The death toll from Ecuador's worst earthquake in decades rose to 350 on Monday while traumatized survivors rested amid the rubble of their homes and rescuers dug for survivors in the Andean nation's shattered coastal region.
At least 2,068 people were also injured in Saturday's 7.8 magnitude quake, which ripped apart buildings and roads and knocked out power.
Giving the new tally of fatalities from the city of Portoviejo inside the disaster zone, President Rafael Correa told Reuters he feared the number would rise even further.
"Reconstruction will cost billions of dollars," he also said, chatting with victims and appearing deeply moved as he toured the shattered town in the OPEC nation whose economy was already reeling from the global slump in crude oil prices.
Further north, in the beach locality of Pedernales, survivors curled up on mattresses or plastic chairs next to flattened homes. Soldiers and police patrolled the hot, dark streets overnight while pockets of rescue workers plowed on.
At one point, firefighters entered a partially destroyed house to search for three children and a man apparently trapped inside, as a crowd of 40 gathered in the darkness to watch.
"My little cousins are inside. Before, there were noises, screams. We must find them," pleaded Isaac, 18, as the firemen combed the debris.
Tents sprang up in the town's still-intact stadium to store bodies, treat the injured, and distribute water, food, and blankets. Survivors wandered around with bruised limbs and bandaged cuts, while those with more serious injuries were evacuated to hospitals.
While the full extent of the damage remains unclear, the disaster is dreadful news for Ecuador's economy, which was already forecast for near-zero growth this year due to plunging oil income.
The energy industry appeared largely intact although the main refinery of Esmeraldas was closed as a precaution. However, exports of bananas, flowers, cocoa beans and fish could be slowed by ruined roads and port delays.
The quake could also alter political dynamics ahead of next year's presidential election.
The government's response seemed relatively speedy, with Vice President Jorge Glas flying into the disaster zone within hours and Correa coming straight back from a trip in Italy.
But some survivors complained about lack of electricity and supplies, and aid had still not reached some areas.

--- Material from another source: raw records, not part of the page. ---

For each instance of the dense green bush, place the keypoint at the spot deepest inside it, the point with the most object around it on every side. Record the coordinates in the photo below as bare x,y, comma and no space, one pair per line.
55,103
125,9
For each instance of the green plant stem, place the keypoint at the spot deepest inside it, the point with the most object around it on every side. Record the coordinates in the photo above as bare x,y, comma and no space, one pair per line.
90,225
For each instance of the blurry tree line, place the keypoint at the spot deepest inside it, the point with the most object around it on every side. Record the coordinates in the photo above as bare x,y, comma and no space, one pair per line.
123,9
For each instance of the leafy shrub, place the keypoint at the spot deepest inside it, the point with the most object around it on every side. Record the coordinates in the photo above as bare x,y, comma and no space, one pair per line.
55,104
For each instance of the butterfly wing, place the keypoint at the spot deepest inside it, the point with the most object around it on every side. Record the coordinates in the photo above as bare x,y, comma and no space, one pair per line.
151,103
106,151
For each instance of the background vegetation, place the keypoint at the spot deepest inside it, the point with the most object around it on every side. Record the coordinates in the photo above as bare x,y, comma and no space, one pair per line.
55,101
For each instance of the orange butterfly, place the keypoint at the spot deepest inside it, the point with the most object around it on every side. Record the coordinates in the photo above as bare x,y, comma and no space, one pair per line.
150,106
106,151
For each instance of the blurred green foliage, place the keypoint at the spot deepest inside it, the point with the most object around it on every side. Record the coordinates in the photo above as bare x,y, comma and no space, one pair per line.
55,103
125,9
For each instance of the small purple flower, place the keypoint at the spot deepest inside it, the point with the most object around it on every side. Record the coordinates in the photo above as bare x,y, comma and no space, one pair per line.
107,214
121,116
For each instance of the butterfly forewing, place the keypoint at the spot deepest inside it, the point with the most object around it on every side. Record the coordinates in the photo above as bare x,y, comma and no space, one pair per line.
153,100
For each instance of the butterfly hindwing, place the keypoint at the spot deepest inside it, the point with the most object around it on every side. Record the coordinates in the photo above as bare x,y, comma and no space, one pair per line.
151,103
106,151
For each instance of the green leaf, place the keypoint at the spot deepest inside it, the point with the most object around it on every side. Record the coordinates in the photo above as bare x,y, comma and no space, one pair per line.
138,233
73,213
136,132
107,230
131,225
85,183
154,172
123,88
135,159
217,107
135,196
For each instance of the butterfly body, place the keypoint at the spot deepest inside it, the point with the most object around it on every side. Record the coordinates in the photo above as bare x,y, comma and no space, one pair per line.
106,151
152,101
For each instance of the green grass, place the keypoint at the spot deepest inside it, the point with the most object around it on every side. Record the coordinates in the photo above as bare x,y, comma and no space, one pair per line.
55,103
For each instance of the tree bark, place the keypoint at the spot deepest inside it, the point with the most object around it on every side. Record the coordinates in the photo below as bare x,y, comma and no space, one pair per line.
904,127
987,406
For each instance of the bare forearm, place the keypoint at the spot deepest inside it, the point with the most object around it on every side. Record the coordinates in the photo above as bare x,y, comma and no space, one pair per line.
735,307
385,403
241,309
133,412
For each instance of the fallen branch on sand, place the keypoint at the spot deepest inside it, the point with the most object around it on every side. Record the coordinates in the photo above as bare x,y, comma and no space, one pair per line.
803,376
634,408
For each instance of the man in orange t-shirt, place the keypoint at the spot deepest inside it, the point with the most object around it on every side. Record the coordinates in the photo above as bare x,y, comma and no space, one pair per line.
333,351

About 230 aftershocks have rattled survivors, who huddled in the streets, worried the tremors could topple their already cracked homes.
"We're scared of being in the house," said Yamil Faran, 47, surrounded by some 30 people in a street in Portoviejo. "When ... the aftershocks stop, we're going to see if we can repair it."
About 130 inmates in Portoviejo took advantage of the destruction and chaos to climb over the collapsed walls of the low-security El Rodeo prison. More than 35 had been recaptured, authorities said Sunday night.
On Monday, people swarmed into the middle of Portoviejo in search of any materials of value among destroyed buildings, including a social security office. Desks and papers lay strewn around as locals carried off aluminum window frames and cables.
"I have to take some advantage from this horrible tragedy. I need money to buy food. There's no water, no light, and my house was destroyed," said Jorge Espinel, 40, who works in the recycling business.
About 13,500 security personnel were mobilized to keep order.
Some $600 million in credit from multilateral lenders was immediately activated for the emergency, the government said.
Domestic aid funds were being set up and Venezuela, Chile and Mexico were sending personnel and supplies.
The Ecuadorean Red Cross mobilized more than 800 volunteers and staff and medical charity Medecins Sans Frontieres said it was sending a team from Colombia.
Two Canadians were among the dead. Jennifer Mawn, 38, and her 12-year-old son, Arthur, died when the roof of their coastal residence collapsed.
Residents on the Galapagos islands, far off Ecuador's coast and home to numerous rare species, said they had not been affected by the quake.
The tremor followed two large and deadly quakes that have struck Japan since Thursday. Both countries are on the seismically active "Ring of Fire" that circles the Pacific, but the U.S. Geological Survey says large quakes separated by such distances would probably not be related.